Niektóre z tych produktów były mi potrzebne i testy zaczęłam już na wstępie. Najbardziej z tych wszystkich rzeczy to ciekawi mnie tez żel do twarzy. A teraz bardziej szczegółowo przedstawię co do mnie trafiło :
1. Dermedic, Normacne Preventi - Antybakteryjny żel do mycia do skóry mieszanej i tłustej - Najbardziej interesujący, bo typowo do mojego rodzaju skóry, być może skusi się lepiej niż inne tego typu produkty, oby, bo trzymam za niego mocno kciuki.
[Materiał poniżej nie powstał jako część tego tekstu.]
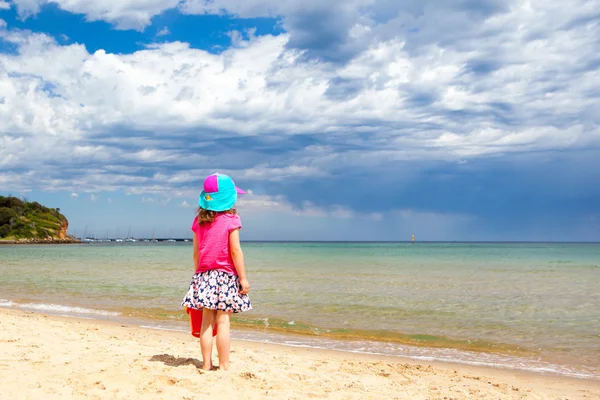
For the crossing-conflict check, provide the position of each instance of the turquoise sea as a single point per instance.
(528, 306)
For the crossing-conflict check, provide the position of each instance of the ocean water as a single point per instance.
(526, 306)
2. Puderm - Nose pore strips, Tea free - Męczę się i męczę z wągrami na nosie to postanowiłam coś z tym zdziałać, a czy dobrze zainwestowałam pieniądze to się dopiero okaże w czasie
3. Lovely - Nail Care, Silky Power (Odżywka z jedwabiem) - Szukałam odzywki z Eveline ale skoro jej nie znalazłam to pokusiłam się o takie cudeńko w dziwnym aczkolwiek fajnym opakowaniu
4. Manhattan - Soft Compact Powder (Puder prasowany) - Szukałam pudru z gąbeczką bo moja to już normalnie woła o pomstę do nieba, skusiłam się na ten puder, jak dla mnie puder to puder bez większego znaczenia byle by zmatowił, więc pewnie tragedii pod tym względem nie będzie.
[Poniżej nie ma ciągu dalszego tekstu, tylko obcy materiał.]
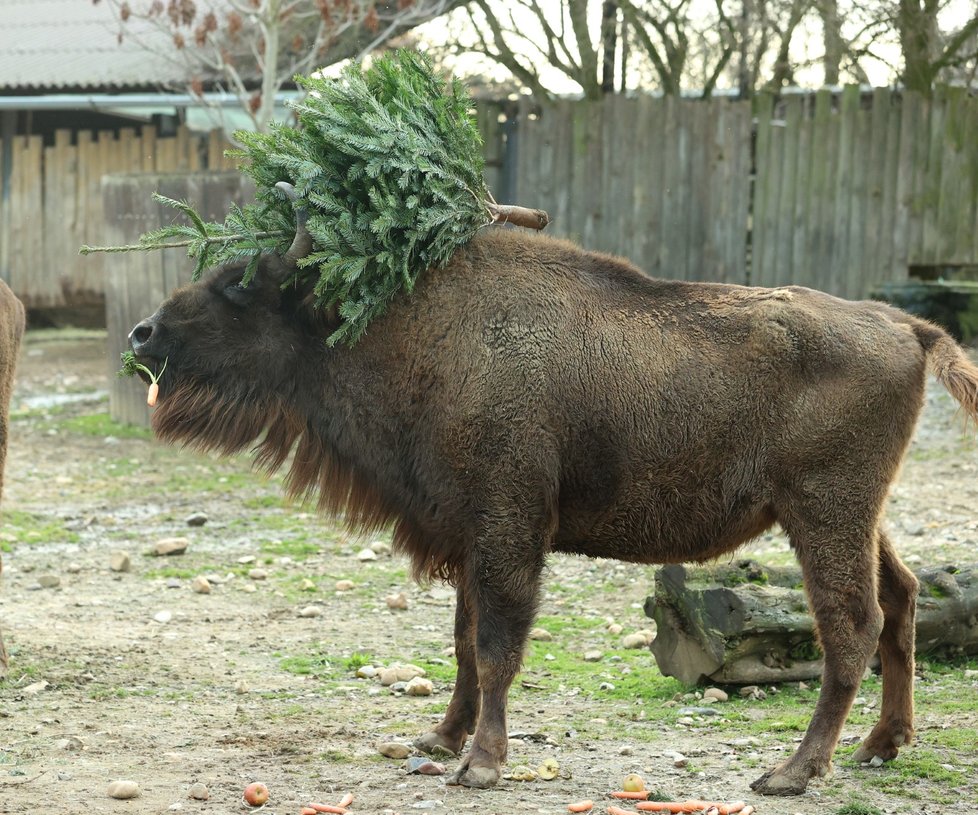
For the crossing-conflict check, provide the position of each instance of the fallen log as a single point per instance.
(748, 624)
Posiadaliście coś z tego? Jak opinie?
nie posiadałam nic. ale plastry na wągry mnie kuszą od dłuższego czasu :)
OdpowiedzUsuńNa mnie niestety nie działają z niewiadomych mi powodów ;-)
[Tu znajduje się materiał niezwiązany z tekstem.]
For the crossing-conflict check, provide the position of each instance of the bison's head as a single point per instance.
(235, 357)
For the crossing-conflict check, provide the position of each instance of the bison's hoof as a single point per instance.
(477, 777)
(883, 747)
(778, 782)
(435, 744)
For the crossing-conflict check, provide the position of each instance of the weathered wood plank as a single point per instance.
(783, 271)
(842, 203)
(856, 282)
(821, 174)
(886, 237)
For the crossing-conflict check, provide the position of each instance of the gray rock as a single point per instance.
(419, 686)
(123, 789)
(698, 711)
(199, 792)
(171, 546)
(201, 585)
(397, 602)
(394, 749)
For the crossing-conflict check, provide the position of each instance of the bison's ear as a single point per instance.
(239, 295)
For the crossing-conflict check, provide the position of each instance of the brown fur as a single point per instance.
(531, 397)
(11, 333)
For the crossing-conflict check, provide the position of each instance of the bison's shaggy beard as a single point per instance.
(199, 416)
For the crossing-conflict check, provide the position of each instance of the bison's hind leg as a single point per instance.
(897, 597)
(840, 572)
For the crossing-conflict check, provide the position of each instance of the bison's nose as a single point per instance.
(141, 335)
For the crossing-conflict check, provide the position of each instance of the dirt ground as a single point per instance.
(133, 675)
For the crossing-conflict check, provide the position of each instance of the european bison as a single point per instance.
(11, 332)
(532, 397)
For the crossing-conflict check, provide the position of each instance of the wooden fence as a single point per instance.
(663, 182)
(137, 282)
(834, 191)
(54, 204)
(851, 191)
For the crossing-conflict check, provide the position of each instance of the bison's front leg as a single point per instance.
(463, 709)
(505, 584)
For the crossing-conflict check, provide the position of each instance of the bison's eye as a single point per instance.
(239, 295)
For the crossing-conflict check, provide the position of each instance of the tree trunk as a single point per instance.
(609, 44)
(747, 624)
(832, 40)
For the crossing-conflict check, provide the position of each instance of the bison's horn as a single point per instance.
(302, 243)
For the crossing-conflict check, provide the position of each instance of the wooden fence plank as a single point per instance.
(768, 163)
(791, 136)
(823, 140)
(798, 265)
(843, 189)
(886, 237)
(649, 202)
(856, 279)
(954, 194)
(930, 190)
UsuńJa też nie mogę nigdzie znaleźć ostatnio eveline. Może opakowanie zmieniają i są chwilowe braki ?:>
OdpowiedzUsuńCzekam na recenzję płatków na wągry.
OdpowiedzUsuńhehe myślałam że tylko ja nie umiem opierać się promocjom :D
OdpowiedzUsuńCiekawe jak ta gromadka się u Ciebie sprawdzi :)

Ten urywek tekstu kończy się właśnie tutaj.